Opinião
À beira de uma revolução da inteligência artificial
Podemos esperar que a inovação tecnológica continue a desenvolver-se a um ritmo mais célere do que nas gerações anteriores. A IA vai tornar-se como a corrente eléctrica – invisível e cada vez mais próxima de ser parte das nossas vidas.
Durante os últimos 30 anos, os consumidores colheram os benefícios dos grandes avanços tecnológicos. Em muitos países, a maioria das pessoas tem agora nos seus bolsos um computador pessoal mais potente que os mainframes (computadores de grandes dimensões) da década de 1980. O computador Atari 800 XL no qual desenvolvi jogos quando estava na escola secundária era suportado por um microprocessador com 3.500 transístores; o computador que corre no meu iPhone hoje tem dois mil milhões de transístores. Naquela altura, um gigabyte de armazenamento custava cem mil dólares e tinha o tamanho de um frigorífico; hoje é basicamente livre e tem milímetros de dimensão.
Mesmo com estes elevados ganhos, podemos esperar progressos mais rápidos à medida que todo o planeta – pessoas e coisas – estiver ligado. Cinco mil milhões de pessoas já têm acesso a dispositivos móveis e mais de três mil milhões de pessoas podem aceder à internet. Nos próximos anos, 50 mil milhões de coisas – desde lâmpadas a frigoríficos, estradas, roupas – vão estar ligados à internet também.
Mais ou menos em cada geração, novas tecnologias convergem e algo revolucionário acontece. Por exemplo, o amadurecimento da internet, a banda larga acessível e a compreensão de arquivos, e o icónico iPhone da Apple permitiram o lançamento de empresas como a Uber, Airbnb, Youtube, Facebook e Twitter. Ajudou também a redefinir a experiência móvel do consumidor.
Agora estamos à beira de uma outra grande convergência: a dos grandes dados, machine learning e o aumento do poder dos computadores, que vai fazer com que rapidamente a inteligência artificial, ou IA, seja omnipresente.
A inteligência artificial segue a máxima de Albert Einstein que os génios tornam a simplicidade em complexidade. Por isso, à medida que o mundo se torna mais complexo, a inteligência artificial torna-se na tecnologia essencial do século XXI, tal como o microprocessador era no século XX.

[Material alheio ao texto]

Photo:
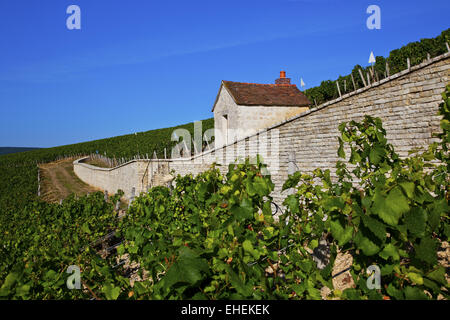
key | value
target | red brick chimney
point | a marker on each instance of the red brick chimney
(282, 79)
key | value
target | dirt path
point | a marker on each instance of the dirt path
(58, 180)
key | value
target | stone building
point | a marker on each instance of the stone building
(242, 109)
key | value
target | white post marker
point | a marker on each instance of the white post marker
(302, 84)
(372, 61)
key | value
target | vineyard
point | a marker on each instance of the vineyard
(360, 76)
(18, 183)
(214, 236)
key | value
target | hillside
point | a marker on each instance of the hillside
(18, 171)
(396, 61)
(8, 150)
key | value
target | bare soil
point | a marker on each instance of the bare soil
(58, 181)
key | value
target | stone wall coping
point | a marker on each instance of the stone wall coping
(402, 73)
(422, 65)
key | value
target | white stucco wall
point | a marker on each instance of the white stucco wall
(244, 121)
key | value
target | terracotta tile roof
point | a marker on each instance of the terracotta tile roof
(255, 94)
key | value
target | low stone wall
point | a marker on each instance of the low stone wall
(407, 103)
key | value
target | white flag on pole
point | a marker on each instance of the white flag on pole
(371, 58)
(302, 84)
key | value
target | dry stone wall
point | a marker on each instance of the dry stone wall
(407, 103)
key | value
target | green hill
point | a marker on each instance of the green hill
(18, 171)
(8, 150)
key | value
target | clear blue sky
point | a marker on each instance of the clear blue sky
(138, 65)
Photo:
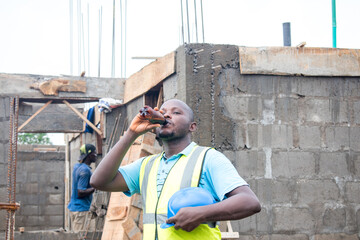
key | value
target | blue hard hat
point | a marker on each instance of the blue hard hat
(187, 197)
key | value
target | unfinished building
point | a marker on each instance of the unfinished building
(288, 119)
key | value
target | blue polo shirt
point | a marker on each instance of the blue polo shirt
(219, 175)
(81, 180)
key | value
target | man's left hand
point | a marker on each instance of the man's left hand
(187, 218)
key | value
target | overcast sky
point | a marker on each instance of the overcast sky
(35, 35)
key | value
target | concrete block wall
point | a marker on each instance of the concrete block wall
(40, 187)
(4, 147)
(295, 139)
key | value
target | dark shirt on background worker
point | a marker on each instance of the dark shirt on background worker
(81, 193)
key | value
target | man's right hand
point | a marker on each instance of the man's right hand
(141, 126)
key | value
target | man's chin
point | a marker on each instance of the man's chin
(165, 136)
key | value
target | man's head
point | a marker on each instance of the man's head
(87, 153)
(180, 120)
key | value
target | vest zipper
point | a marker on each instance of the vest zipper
(157, 202)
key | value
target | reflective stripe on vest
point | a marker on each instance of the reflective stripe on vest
(185, 173)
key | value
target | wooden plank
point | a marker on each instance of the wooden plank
(55, 118)
(148, 77)
(96, 88)
(300, 61)
(83, 118)
(34, 115)
(54, 86)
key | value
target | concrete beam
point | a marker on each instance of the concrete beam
(300, 61)
(148, 77)
(24, 86)
(54, 118)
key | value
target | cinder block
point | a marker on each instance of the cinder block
(337, 138)
(280, 191)
(355, 158)
(263, 221)
(248, 225)
(55, 199)
(53, 209)
(4, 107)
(52, 156)
(284, 219)
(333, 164)
(4, 130)
(334, 219)
(29, 210)
(34, 199)
(336, 236)
(252, 139)
(54, 220)
(281, 136)
(309, 137)
(3, 173)
(240, 135)
(36, 221)
(317, 191)
(286, 110)
(352, 192)
(293, 164)
(268, 111)
(51, 187)
(354, 138)
(317, 110)
(31, 188)
(235, 107)
(249, 164)
(356, 112)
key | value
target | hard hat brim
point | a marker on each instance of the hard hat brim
(166, 225)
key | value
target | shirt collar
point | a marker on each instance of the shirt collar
(186, 151)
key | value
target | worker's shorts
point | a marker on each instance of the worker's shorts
(82, 221)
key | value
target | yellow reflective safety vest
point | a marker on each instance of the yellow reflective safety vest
(185, 173)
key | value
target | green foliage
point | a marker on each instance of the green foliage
(33, 138)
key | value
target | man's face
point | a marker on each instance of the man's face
(178, 120)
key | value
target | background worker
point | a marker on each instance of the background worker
(235, 200)
(81, 194)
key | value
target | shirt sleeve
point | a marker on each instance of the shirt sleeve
(84, 178)
(219, 175)
(131, 174)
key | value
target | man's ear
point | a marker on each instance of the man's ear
(193, 127)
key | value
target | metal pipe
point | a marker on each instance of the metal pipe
(113, 44)
(182, 22)
(188, 23)
(125, 39)
(100, 33)
(71, 35)
(88, 40)
(83, 40)
(121, 40)
(79, 34)
(202, 21)
(197, 40)
(287, 34)
(334, 22)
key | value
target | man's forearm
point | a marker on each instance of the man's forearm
(236, 207)
(85, 193)
(107, 169)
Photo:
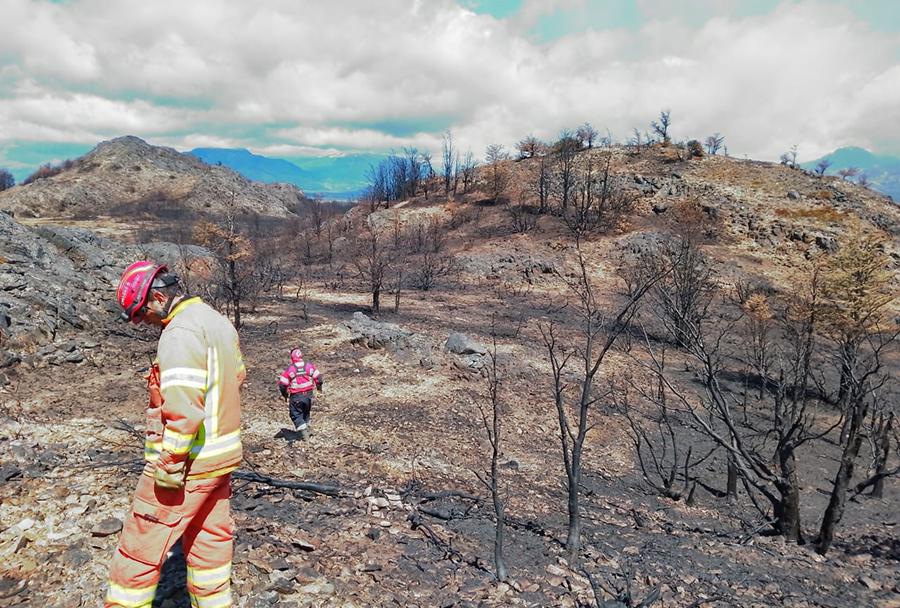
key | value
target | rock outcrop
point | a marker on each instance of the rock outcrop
(57, 289)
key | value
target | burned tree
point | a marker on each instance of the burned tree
(661, 128)
(373, 263)
(497, 175)
(659, 435)
(714, 143)
(597, 334)
(450, 158)
(858, 291)
(491, 414)
(565, 152)
(233, 252)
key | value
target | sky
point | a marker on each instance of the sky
(294, 79)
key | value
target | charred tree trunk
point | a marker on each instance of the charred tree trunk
(838, 501)
(573, 538)
(731, 482)
(235, 293)
(882, 452)
(787, 511)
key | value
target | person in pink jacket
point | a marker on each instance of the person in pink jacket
(296, 384)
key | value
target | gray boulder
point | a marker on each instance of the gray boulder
(460, 344)
(406, 345)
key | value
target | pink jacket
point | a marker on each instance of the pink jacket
(300, 378)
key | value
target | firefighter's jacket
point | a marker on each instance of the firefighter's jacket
(196, 413)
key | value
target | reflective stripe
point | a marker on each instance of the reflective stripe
(213, 391)
(130, 597)
(217, 446)
(177, 443)
(214, 473)
(212, 577)
(152, 450)
(190, 377)
(217, 600)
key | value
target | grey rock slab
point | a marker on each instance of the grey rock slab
(461, 344)
(107, 527)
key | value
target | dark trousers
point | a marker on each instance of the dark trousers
(300, 405)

Os consumidores já se encontram com a IA diariamente. A Google usa machine learning para completar as solicitações de pesquisa e frequentemente prevê com precisão o que alguém está à procura. O Facebook e a Amazon usam algoritmos preditivos para fazer recomendações com base no histórico de leitura e de compras do utilizador. A IA é a componente central dos carros autónomos – que podem agora evitar colisões e o tráfego congestionado – e de sistemas de jogos como o AlphaGo da Google DeepMind, um computador que venceu Lee Sedol, mestre de Go, numa competição com cinco jogos no início deste ano.
Dadas as amplas aplicações da IA, todas as empresas enfrentam hoje o imperativo para integrá-la nos seus produtos e serviços. Por outro lado, as que não o fizerem não vão ser capazes de concorrer com empresas que usam redes de recolha de dados para melhorar a experiência de utilização dos clientes e orientar as decisões empresariais. A próxima geração de consumidores terá crescido com as tecnologias digitais e espera que as empresas antecipem as suas necessidades e forneçam respostas rápidas e personalizadas a qualquer questão.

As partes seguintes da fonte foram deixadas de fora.